Extreme Value Analysis of K-Means Single (k=1) Cluster Statistical Distances, a Heuristic Approach with Los Angeles and San Francisco Hourly Temperatures and Monthly Precipitation

K-Means clustering is a statistical method that partitions n observations into k clusters such that each given observation is assigned to the particular cluster in which its statistical distance to the centroid is a minimum. A K-means analysis will output, among other figures, each observation’s statistical distance from its respective ‘kth’ cluster centroid, but such distances are only “local”, pertaining to the particular cluster concerned, so what about the nature and use of overall statistical distances, those generated if the observations are not clustered (i.e., a “forced” k=1 treatment)? Departing from the usual objective of resolving multiple clusters, the process of generating k=1 statistical distances can be expanded heuristically into a “global” multivariate-type extreme-value analysis, taking advantage of the scale reduction normalizations/standardizations that are the preprocessing steps in a cluster analysis. Compared to a typical extreme-value analysis that makes use of one or two different physical variables (e.g., “copulas” for the latter), extreme-value results utilizing the scale-invariant statistical distances can identify particularly atypical patterns comprising many variables.

To this end, an exploratory analysis is performed on two different climatological parameters for Los Angeles (KLAX) and San Francisco (KSFO) each 1.) daily 0000 LST-2400 LST hour-to-hour temperatures, by calendar month and 2.) July-June monthly precipitation totals (those for Downtown San Francisco). The former will be a 25-dimensional application, covering the period January 1948 through June 2023, the latter a 12 dimensional one, covering the July-June seasons 1876-77 to 2022-23 for Los Angeles, and 1849-50 thru 2022-23 for San Francisco Downtown. Results will include time-series graphs, probability density distribution fittings, and estimated return-periods. The Squared Euclidean method is chosen as the statistical distance metric after the re-scalings.

A software package employed fits block-maximum type statistical distances to more than 60 continuous probability density distributions, with parameter counts ranging from one to six, and utilizing two goodness-of-fit techniques, the Kolmogorov\Smirnov and the Anderson-Darling, the models are ranked.

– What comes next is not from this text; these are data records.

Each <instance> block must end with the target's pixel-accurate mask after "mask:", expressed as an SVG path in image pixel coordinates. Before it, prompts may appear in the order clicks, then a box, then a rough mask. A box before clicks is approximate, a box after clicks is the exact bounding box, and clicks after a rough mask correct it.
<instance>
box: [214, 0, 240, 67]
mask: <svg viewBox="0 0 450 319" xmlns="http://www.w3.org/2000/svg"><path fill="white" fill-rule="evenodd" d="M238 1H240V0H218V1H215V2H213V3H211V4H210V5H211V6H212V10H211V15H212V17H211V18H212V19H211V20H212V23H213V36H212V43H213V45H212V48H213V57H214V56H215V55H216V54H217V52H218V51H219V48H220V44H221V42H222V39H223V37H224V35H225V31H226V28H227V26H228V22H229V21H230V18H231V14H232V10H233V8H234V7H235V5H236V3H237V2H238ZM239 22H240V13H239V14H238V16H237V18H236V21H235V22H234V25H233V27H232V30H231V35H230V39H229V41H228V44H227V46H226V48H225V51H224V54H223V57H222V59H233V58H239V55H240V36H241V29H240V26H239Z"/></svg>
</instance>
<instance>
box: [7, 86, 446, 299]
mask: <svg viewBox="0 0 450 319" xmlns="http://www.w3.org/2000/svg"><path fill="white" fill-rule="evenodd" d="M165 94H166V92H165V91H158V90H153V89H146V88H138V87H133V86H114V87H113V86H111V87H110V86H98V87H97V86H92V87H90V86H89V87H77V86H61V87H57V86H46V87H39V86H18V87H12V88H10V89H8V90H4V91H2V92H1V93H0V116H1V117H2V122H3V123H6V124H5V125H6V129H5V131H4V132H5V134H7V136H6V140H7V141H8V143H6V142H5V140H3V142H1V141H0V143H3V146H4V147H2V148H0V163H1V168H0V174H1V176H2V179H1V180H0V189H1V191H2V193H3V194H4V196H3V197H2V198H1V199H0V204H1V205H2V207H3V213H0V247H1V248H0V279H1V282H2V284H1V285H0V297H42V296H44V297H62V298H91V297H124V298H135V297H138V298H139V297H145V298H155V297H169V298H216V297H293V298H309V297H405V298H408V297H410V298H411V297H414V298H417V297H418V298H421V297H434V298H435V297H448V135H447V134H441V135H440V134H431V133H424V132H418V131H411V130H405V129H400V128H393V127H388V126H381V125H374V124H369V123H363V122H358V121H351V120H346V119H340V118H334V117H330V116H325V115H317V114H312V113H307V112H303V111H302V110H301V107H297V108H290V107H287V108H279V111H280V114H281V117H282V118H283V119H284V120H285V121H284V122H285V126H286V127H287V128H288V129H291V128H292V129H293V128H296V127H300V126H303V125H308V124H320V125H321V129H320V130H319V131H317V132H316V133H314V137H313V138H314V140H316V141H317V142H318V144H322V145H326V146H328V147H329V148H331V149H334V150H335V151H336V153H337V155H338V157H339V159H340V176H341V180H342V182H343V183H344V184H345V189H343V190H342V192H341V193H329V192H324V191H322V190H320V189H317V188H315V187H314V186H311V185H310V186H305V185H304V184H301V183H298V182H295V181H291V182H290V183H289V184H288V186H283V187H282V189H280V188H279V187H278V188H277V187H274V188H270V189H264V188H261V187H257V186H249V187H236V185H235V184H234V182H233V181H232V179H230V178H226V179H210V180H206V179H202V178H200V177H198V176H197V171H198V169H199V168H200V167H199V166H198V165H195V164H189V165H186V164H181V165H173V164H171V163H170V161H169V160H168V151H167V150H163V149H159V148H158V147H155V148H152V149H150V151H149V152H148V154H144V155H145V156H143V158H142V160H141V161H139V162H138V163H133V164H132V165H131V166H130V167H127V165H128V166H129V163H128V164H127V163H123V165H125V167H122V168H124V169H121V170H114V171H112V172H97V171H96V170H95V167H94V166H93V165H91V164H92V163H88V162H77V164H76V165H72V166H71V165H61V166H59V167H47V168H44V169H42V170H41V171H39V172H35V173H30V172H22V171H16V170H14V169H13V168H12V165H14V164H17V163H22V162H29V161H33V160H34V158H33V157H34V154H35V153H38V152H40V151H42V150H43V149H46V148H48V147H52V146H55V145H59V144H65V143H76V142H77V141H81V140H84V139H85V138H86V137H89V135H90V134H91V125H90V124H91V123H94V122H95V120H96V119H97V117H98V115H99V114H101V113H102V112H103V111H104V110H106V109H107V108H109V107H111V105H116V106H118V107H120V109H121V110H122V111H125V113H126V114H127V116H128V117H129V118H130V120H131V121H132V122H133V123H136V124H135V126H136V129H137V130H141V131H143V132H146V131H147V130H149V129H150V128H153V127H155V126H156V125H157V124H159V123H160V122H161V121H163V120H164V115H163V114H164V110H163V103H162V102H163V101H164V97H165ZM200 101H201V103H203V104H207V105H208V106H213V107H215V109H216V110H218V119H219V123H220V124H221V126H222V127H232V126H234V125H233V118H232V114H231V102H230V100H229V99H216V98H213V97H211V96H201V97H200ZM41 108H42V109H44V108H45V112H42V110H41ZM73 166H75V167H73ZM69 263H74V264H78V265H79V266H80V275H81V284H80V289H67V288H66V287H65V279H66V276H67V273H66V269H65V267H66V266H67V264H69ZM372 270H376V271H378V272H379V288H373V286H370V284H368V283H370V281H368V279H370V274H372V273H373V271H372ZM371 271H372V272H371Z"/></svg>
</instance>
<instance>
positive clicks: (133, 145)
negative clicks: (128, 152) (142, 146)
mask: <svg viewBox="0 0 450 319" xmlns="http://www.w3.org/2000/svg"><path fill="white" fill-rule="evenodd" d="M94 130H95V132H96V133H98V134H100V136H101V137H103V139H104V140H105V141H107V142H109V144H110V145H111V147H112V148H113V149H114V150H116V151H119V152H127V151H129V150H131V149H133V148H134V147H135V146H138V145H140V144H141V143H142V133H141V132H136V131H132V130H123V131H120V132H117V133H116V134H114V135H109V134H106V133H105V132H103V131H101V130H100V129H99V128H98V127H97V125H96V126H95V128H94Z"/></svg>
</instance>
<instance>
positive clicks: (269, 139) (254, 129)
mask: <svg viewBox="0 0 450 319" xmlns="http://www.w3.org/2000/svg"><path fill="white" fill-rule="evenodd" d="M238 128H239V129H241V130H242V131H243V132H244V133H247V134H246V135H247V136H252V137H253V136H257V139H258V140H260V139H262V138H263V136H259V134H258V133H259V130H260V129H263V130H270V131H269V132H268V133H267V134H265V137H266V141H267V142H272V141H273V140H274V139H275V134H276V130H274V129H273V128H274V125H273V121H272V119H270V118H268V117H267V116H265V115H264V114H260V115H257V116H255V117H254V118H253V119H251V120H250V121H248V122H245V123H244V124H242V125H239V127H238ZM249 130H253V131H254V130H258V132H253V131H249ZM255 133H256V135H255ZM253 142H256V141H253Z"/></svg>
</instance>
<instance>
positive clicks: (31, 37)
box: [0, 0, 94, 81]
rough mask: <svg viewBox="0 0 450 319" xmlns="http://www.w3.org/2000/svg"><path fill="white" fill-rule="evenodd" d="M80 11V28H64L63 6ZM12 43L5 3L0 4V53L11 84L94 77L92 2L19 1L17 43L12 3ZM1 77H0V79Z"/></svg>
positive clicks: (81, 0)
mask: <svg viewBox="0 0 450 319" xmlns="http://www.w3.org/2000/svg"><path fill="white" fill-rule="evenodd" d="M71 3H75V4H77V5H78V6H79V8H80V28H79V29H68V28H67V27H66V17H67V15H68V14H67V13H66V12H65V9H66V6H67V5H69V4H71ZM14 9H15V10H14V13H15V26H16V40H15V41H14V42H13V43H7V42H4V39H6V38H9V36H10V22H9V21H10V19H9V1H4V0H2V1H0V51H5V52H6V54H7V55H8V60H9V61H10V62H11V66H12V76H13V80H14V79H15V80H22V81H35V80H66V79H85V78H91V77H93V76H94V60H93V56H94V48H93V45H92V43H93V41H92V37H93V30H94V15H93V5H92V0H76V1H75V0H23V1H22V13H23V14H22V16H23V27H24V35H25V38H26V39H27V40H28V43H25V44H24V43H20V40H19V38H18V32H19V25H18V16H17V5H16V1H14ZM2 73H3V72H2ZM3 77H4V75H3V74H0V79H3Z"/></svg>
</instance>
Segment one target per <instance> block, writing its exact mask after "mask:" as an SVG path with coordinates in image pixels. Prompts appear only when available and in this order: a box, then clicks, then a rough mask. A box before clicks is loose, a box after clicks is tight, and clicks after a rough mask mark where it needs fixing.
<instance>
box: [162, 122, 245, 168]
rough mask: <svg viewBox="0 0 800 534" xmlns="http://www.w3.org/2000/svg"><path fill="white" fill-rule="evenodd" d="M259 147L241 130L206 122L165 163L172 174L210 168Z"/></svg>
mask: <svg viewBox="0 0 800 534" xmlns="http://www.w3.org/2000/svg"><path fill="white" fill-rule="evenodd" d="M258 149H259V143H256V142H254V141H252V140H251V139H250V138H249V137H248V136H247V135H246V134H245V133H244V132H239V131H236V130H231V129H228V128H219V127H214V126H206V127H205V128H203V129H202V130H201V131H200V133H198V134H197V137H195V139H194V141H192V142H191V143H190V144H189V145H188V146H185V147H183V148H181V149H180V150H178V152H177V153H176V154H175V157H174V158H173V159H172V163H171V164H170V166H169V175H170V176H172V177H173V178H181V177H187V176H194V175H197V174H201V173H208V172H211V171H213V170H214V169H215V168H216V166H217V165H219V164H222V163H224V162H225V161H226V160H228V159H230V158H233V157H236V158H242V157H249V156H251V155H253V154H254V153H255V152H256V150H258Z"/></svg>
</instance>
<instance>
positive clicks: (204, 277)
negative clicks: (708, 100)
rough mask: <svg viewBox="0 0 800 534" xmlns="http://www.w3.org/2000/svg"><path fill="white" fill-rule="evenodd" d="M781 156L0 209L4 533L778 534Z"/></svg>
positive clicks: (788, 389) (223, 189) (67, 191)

The Kolmorgorov-Smirnov or “K-S test” compares a sample’s actual empirical cumulative distribution function with that of a chosen .pdf and evaluates the departures between the two. If departures exceed certain critical values, the hypothesis regarding the distributional form similarity of the selected candidate will be rejected. From literature sources, the K-S is most sensitive to areas near the center of the distribution as opposed to the tails, so in this regard it is somewhat less ideal to an extreme-value type analysis. However, the Anderson-Darling test, a modification of the K-S test, does give more weight to the tails, and in general it’s considered a more sensitive test overall. Consequently, the Anderson-Darling test’s rank is chosen as the primary means of designating the best-fitting-model, assuming that the model’s parameters are four or less. In most of these cases the K-S ranking is similarly high and it’s ranking is considered also, but secondarily.